Dr. Sogoba serving as a voice for community health at the highest levels

Dr. Sogoba serving as a voice for community health at the highest levels

At the end of April, Dr. Sogoba attended a weeklong workshop in Fana. It was the latest meeting for the development of the national plan for the extension of community-based epidemiological surveillance (SEBAC). Dr. Sogoba, the director of our Health Department, is representing the needs of community health systems in this national policy process, alongside international NGOs and regional and national health authorities.

Dr. Sogoba has been helping to ensure that the surveillance priorities and strategies being developed are feasible and realistic for health workers, health centers, and partners on the ground. He is relying on our experience during both the Ebola outbreak, and the health security and systems strengthening efforts that followed it, as well as our participatory quality improvement and community health worker programs.

What is community-based epidemiological surveillance?

The Direction Générale de la Santé et de l’Hygiène Publique (DGSHP) explains why an implementation guide for SEBAC is so important :

characterized by the increasing globalization of emergencies and public health events, the evolution of diseases at the epidemiological level underline the importance of community monitoring in order to move quickly from detection to confirmation and response.

The emergence and earliest detection of infectious diseases – like Ebola or COVID-19 – often occur at the community level. The quicker that the community health system can identify and respond, the quicker an outbreak can be contained, and communities can stay safe. A strong response requires a variety of systems to be strengthened, including a trained health workforce, decentralized and accessible laboratory capacity, and clear response protocols at the local, regional and national levels.

A long-term planning process

At the invitation of the DGSHP, Mali Health has been participating as a technical partner in the development of the national SEBAC guide since 2019. First, a draft of the guide was developed at a workshop in Bamako. It was then tested in the Kadiolo health district, in Sikasso region.

At a workshop in Bamako at the end of 2019, Dr. Sogoba had the chance to present our approach to community health to the entire planning group. He also shared our experiences supporting community health partners during the Ebola outbreak and with the following Djomi project, which was a part of the Global Health Security Agenda (GHSA). We are honored by the opportunity to represent the needs of the community health system, and our efforts to support it, in this national process.

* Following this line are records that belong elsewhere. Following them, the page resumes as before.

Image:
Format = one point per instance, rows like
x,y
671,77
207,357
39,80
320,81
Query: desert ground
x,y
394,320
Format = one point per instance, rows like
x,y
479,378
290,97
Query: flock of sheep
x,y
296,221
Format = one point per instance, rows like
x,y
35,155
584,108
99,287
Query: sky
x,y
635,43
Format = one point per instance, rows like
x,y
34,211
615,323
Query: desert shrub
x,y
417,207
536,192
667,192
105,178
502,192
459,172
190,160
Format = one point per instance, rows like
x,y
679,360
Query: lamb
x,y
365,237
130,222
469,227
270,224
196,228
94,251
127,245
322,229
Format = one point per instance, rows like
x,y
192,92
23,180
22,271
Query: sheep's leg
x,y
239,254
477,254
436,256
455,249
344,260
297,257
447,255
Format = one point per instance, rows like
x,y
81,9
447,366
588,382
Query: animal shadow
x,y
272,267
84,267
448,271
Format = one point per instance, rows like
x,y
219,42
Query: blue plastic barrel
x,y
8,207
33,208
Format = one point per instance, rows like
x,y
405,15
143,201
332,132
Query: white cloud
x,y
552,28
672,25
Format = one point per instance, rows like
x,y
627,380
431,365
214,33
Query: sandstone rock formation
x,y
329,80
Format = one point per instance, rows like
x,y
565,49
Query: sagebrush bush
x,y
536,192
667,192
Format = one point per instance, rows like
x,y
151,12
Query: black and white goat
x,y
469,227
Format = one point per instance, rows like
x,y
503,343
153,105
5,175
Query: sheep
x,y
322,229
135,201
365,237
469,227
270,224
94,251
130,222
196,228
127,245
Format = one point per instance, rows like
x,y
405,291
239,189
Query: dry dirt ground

The objective of this latest workshop in Fana was to analyze results from the test in Kadiolo district and to develop a final extension plan. The next step is to submit that final plan to the DGSHP for validation and approval, and to identify a donor to finance the extension of the surveillance program. If a donor can be identified, the entire process of disseminating and implementing the plan in all regions of Mali will take 5 years.